Swords hew off the Gothic king's hands and feet, but the head remains because the brother they killed on the road is not there to strike the third blow. Stones fly where iron cannot bite, and the last of the Gjúkungs dies in a foreign hall.

Mythology & Lore

Guðrún's Last Vengeance

Guðrún Gjúkadóttir had survived the deaths of Sigurðr, Atli, and her sons by Atli, but one grief remained. Her daughter Svanhild, born of Sigurðr, had been accused of adultery with her stepson Randvér at the court of the Gothic king Jörmunrekr. On the counsel of the treacherous Bikki, Jörmunrekr had Randvér hanged and Svanhild trampled to death beneath horses' hooves. When the horses shied from her beauty, Bikki ordered a sack thrown over her face, and only then did the hooves find their mark (Guðrúnarhvöt 1-8, Poetic Edda; Völsunga saga ch. 42).

Guðrún turned to her surviving sons by her third husband Jónakr. She taunted Hamðir and Sörli for their inaction, comparing them unfavorably to her dead brothers Gunnarr and Högni, who would never have let such a killing go unavenged. Her goading worked. The brothers armed themselves and rode south toward Jörmunrekr's hall, though Guðrún knew she would never see them alive again (Guðrúnarhvöt 9-21).

The Road and the Killing

On the journey they met their half-brother Erpr, son of Jónakr by another woman. Erpr offered his help in riddling terms, saying he would aid them as hand aids foot. Hamðir and Sörli took his words for mockery and killed him on the road. Only later, when they broke into Jörmunrekr's hall and hacked off the king's hands and feet but could not take his head, did they understand what Erpr had meant: he would have been the third blow, the one that finished the work. "Off would be the head," Hamðir said, "if Erpr lived" (Hamðismál 26-28, Poetic Edda).

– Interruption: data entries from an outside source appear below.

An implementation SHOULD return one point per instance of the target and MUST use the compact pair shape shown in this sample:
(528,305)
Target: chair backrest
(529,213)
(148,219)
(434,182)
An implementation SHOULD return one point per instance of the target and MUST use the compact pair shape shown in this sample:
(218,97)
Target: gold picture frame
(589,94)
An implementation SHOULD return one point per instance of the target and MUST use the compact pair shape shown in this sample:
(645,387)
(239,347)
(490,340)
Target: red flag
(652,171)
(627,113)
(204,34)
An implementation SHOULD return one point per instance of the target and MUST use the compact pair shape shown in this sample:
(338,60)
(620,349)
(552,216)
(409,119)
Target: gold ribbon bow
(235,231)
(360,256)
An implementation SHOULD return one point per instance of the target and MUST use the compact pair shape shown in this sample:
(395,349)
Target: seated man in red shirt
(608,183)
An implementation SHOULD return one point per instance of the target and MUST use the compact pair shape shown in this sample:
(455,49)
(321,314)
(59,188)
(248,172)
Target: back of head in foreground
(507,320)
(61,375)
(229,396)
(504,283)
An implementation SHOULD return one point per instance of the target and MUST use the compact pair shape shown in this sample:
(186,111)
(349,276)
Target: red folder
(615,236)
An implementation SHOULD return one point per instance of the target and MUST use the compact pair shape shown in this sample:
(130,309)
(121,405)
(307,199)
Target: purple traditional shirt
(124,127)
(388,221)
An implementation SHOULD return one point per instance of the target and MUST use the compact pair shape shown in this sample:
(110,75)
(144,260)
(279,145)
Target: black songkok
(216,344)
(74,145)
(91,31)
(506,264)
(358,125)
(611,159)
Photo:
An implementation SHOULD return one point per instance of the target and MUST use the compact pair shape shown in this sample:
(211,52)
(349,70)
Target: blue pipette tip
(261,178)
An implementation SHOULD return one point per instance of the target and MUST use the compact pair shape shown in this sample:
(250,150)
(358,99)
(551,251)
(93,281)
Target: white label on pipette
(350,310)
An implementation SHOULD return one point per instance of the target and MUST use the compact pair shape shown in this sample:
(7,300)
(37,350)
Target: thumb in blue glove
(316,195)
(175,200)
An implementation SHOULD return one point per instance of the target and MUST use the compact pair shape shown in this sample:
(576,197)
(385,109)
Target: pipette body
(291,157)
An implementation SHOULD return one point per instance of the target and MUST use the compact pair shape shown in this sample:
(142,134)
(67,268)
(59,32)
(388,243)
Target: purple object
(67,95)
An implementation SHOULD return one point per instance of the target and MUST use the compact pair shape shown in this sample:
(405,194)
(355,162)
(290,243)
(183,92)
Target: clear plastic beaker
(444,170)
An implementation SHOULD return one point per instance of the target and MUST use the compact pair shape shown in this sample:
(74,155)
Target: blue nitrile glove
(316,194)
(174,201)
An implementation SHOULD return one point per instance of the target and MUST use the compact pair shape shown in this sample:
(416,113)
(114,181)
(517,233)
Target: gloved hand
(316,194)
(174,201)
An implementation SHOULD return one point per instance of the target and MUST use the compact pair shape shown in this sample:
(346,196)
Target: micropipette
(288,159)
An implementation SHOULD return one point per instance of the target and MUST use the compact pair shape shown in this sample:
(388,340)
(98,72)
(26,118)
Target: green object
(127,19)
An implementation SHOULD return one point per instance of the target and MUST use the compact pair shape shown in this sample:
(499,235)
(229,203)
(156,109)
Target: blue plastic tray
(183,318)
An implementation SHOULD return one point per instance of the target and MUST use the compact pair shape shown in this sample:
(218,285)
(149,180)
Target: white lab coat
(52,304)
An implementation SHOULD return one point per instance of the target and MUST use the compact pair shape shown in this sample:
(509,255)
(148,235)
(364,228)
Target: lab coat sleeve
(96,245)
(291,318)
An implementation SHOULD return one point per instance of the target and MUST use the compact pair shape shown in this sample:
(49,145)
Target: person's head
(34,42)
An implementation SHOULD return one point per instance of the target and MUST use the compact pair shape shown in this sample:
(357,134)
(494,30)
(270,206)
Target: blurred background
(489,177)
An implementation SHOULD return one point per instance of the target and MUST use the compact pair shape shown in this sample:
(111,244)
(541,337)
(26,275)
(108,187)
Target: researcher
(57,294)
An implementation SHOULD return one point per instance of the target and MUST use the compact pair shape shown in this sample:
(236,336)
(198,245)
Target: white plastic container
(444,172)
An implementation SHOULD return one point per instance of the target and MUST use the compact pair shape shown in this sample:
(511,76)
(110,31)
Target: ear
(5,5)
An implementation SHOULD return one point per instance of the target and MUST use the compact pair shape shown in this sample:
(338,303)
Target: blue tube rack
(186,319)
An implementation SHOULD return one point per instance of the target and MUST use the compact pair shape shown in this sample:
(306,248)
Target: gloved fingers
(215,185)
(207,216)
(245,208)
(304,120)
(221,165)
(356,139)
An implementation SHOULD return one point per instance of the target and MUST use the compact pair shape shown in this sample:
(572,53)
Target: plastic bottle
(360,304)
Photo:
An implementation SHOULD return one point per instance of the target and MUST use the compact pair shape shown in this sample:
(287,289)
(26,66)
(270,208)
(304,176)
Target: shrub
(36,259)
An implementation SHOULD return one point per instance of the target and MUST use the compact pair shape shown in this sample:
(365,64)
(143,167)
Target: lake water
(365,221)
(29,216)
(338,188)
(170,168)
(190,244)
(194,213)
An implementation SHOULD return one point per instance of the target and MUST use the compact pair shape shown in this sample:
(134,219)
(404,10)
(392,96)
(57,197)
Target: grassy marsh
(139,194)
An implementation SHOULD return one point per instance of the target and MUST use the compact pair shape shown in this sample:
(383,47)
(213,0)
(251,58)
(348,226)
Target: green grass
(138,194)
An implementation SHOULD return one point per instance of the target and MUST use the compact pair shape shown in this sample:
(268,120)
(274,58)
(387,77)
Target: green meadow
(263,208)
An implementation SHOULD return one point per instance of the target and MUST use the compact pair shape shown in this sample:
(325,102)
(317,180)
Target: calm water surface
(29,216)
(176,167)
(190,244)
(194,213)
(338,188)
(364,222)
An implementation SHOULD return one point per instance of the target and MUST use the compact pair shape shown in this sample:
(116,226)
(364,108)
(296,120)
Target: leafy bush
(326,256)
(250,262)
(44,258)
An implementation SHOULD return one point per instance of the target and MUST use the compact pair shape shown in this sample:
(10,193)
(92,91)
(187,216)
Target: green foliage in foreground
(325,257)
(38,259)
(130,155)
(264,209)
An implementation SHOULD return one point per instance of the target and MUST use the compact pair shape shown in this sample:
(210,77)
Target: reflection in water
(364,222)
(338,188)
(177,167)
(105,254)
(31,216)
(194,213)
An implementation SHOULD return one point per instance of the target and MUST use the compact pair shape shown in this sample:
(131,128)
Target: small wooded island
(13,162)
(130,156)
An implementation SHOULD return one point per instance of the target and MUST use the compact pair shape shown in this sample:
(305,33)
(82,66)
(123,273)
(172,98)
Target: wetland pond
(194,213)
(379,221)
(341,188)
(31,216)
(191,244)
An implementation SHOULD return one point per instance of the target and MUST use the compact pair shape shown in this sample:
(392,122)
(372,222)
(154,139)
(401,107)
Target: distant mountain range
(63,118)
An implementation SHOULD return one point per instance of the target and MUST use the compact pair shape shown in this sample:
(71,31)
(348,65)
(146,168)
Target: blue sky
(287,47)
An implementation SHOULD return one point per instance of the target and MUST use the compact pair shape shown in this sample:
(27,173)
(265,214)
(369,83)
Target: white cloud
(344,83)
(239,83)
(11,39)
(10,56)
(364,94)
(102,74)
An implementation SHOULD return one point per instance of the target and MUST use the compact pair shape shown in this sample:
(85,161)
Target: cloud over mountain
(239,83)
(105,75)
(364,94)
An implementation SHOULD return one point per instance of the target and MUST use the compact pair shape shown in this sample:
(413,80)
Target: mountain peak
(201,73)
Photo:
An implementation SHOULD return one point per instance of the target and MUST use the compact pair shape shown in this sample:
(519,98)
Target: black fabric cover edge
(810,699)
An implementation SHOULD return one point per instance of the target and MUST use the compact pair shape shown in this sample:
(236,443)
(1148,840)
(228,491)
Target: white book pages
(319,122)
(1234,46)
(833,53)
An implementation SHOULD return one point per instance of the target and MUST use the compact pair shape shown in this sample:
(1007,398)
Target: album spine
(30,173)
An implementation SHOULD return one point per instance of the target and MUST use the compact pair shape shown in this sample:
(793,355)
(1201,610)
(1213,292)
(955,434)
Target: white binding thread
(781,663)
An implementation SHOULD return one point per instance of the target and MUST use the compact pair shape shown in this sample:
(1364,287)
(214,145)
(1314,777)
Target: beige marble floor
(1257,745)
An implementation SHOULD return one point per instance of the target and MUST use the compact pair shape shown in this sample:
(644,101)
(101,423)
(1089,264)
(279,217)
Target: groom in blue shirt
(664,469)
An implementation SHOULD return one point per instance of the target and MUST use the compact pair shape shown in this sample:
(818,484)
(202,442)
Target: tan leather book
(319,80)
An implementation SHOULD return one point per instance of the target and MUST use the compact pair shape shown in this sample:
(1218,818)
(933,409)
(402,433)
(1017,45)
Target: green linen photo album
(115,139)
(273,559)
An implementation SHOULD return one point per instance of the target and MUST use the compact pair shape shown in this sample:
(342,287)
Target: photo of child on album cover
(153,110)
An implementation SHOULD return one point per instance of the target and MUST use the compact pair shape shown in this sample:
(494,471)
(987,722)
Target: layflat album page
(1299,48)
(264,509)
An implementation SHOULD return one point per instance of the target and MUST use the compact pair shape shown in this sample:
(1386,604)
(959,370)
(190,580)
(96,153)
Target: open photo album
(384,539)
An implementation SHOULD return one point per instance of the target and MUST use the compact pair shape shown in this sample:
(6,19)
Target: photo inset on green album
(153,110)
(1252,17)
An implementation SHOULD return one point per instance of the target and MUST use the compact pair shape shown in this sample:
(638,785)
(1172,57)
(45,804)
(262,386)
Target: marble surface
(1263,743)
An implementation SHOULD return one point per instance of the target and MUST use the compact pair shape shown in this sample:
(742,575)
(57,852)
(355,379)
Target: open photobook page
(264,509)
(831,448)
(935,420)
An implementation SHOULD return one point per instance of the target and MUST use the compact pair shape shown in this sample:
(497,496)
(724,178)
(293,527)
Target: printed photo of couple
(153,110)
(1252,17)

The brothers' attack left Jörmunrekr maimed but alive. As the Gothic warriors rallied, their weapons broke against Hamðir's and Sörli's enchanted war-coats, which no iron could pierce. Then a one-eyed old man appeared among the Goths and called out that the brothers should be stoned, for what iron could not harm, stone could shatter. The hall filled with hurled rocks, and Hamðir and Sörli fell under the weight of them. With them the line of the Gjúkungs perished (Hamðismál 29-31, Poetic Edda).